A total of 210 new worshipping communities were organized from January 2009 through September 2010, Thomas Kemper, top executive of the United Methodist General Board of Global Ministries, told directors at their Oct. 11-13 annual meeting. That is more than halfway toward the mission board’s goal of starting 400 new congregations worldwide by 2012.
Mr. Kemper said more than half of the progress has been in Southeast Asia, notably in Laos with 33 new congregations and Vietnam with 85. There was also a significant increase of new congregations in Africa—39 in Malawi and 17 in South Sudan.
“Almost all of this growth is through a dozen or so mission initiatives in four African countries, various parts of Asia and Eastern Europe, work that relates directly to Global Ministries,” Mr. Kemper said. “It does not include new congregations developed by United Methodist annual conferences in other parts of Africa, the Philippines and Western Europe.”
In addition to Laos and Vietnam, new worshipping communities in Asia include nine in Nepal, six in Cambodia and three in Thailand. New African congregations include three in Cameroon as well as those in Malawi and South Sudan. Four new congregations have formed in Central Asia and another four have started in Honduras.
Mr. Kemper said that the impressive growth in Vietnam and Laos is partly the result of a grassroots, “people’s church” approach to planting new congregations. Indigenous lay pastors and committed laity do much of the evangelization and congregational organizing. Professional church staff provide inspiration, training and initial organizing skills.

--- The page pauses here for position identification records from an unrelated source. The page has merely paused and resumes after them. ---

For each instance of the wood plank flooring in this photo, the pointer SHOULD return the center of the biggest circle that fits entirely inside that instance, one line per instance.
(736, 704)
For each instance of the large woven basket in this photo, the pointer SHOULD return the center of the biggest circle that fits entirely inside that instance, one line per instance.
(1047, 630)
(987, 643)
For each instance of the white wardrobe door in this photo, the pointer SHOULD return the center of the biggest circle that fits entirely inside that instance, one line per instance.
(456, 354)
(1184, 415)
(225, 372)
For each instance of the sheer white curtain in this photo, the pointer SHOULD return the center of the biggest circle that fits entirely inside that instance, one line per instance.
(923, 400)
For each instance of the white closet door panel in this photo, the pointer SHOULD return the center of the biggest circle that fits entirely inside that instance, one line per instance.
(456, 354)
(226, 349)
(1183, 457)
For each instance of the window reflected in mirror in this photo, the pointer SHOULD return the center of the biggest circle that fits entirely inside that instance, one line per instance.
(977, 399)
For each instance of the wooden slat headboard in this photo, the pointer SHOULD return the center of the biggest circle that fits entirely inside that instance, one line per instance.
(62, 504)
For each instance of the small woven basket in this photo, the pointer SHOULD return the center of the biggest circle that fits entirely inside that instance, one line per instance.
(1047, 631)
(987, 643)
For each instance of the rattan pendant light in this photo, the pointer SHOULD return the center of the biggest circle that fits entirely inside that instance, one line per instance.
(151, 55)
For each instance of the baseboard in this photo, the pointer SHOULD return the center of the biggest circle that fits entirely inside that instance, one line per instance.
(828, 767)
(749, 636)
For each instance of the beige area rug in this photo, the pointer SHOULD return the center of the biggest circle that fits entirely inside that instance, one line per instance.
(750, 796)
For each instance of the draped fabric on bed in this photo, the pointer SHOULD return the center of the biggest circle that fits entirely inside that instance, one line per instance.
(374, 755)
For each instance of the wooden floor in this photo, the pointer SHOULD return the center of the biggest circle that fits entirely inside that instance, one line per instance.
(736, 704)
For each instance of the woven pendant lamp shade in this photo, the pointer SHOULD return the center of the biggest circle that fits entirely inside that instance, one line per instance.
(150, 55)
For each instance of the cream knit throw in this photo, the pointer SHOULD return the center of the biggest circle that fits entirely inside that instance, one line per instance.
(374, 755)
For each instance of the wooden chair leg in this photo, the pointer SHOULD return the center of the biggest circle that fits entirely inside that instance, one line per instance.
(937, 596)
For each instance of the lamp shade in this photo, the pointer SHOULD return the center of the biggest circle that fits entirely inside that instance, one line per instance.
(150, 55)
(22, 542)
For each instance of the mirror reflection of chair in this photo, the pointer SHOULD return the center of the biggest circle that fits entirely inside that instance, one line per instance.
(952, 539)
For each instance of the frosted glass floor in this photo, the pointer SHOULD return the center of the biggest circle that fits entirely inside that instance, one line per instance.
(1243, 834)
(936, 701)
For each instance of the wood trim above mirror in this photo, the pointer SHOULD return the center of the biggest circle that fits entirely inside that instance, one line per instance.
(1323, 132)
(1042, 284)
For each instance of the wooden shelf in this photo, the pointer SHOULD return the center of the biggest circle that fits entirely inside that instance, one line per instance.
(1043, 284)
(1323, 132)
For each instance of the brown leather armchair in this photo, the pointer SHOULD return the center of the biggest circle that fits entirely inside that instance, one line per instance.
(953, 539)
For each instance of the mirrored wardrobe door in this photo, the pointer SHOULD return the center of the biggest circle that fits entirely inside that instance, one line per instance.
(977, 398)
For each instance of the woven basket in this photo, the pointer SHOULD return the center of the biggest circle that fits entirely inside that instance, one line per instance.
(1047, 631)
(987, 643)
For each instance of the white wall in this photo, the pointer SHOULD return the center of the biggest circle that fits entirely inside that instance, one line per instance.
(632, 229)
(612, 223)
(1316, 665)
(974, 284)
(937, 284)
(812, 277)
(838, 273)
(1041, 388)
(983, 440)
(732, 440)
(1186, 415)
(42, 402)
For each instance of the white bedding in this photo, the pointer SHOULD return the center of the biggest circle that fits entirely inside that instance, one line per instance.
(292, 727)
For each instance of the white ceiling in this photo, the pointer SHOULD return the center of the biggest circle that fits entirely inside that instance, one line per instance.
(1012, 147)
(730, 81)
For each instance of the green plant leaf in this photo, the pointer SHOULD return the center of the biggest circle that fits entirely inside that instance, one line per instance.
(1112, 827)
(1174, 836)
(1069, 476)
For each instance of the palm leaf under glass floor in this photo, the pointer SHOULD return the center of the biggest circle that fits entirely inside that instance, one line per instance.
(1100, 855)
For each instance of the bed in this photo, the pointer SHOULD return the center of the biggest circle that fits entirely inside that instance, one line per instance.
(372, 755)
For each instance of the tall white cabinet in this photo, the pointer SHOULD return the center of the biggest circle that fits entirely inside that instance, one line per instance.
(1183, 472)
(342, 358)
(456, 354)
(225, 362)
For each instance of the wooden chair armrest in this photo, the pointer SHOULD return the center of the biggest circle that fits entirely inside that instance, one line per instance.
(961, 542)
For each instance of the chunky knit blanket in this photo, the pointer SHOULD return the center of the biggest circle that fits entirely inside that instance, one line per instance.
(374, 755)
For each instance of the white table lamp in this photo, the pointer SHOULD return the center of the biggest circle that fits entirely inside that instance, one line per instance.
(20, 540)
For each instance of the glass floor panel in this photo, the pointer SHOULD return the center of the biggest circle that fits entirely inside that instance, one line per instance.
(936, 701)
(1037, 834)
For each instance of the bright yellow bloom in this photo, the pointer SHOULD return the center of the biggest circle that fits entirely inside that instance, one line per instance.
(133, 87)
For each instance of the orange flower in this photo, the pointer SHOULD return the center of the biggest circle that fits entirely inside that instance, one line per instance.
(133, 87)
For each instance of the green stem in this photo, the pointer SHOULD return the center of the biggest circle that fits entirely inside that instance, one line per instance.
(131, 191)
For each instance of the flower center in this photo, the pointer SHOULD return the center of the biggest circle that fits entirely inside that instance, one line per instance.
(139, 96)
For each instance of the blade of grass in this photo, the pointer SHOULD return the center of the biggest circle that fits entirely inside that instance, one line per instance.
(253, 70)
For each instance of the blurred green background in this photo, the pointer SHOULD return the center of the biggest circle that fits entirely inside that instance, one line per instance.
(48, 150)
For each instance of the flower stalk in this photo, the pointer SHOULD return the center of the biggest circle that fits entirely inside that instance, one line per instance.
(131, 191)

“We have learned that indigenous Christians are expert at evangelism and church planting,” said the Rev. John Nuessle, staff executive for mission relationships. “Missionaries remain essential as initiators, facilitators and educators, but we are now ‘growing’ our pastors locally in many places.”
In Vietnam, the church is only now in the process of becoming officially recognized within the socialist country, but met a major requirement for that recognition with the dedication of the United Methodist Center in Ho Chi Minh City. A next step is obtaining a registration certificate for religious activities, which church leaders in Vietnam hope will be granted in December.
The Malawi Conference, with some 140 congregations organized into circuits, has a growing network of partner congregations and annual conferences in both the U.S. and Germany. “The rapid growth of the Malawi Conference has been achieved through mission partnerships,” said the Rev. Patrick Friday, who works with the agency’s In Mission Together program.
Honduras, which now has 16 congregations, is the only mission-initiative country in Latin America and the Caribbean, largely because most countries in that region already have autonomous Methodist and United Methodist churches that are mission partners with Global Ministries, said the Rev. Edgar Avitia, a Global Ministries staff member who relates to Latin America.
“Those partnerships, such as with the Methodist Church in the Caribbean and the Americas, and Methodists in Cuba, Puerto Rico, Mexico and, most recently, Nicaragua, have been instrumental in resourcing mission in Honduras,” he said.
The oldest of the mission initiatives is in Russia and surrounding countries, with separate work in Latvia and Lithuania. Methodism existed in those lands prior to the communist takeover in the early 20th century. Russia today has more than 100 United Methodist congregations, all with indigenous pastors, and a theological seminary in Moscow.
“The Russia Initiative was born in the marvelous times of eruption and new opportunities after the disintegration of the Soviet Union,” said Bishop Hans Växby of the Eurasia Area. “Today the growth is less dramatic. Our churches are going through an exciting period of maturing, especially in terms of financial self-sufficiency, and also of creating new faith communities in other parts of a city or neighboring villages.”
Mr. Wright is a communications consultant to the General Board of Global Ministries.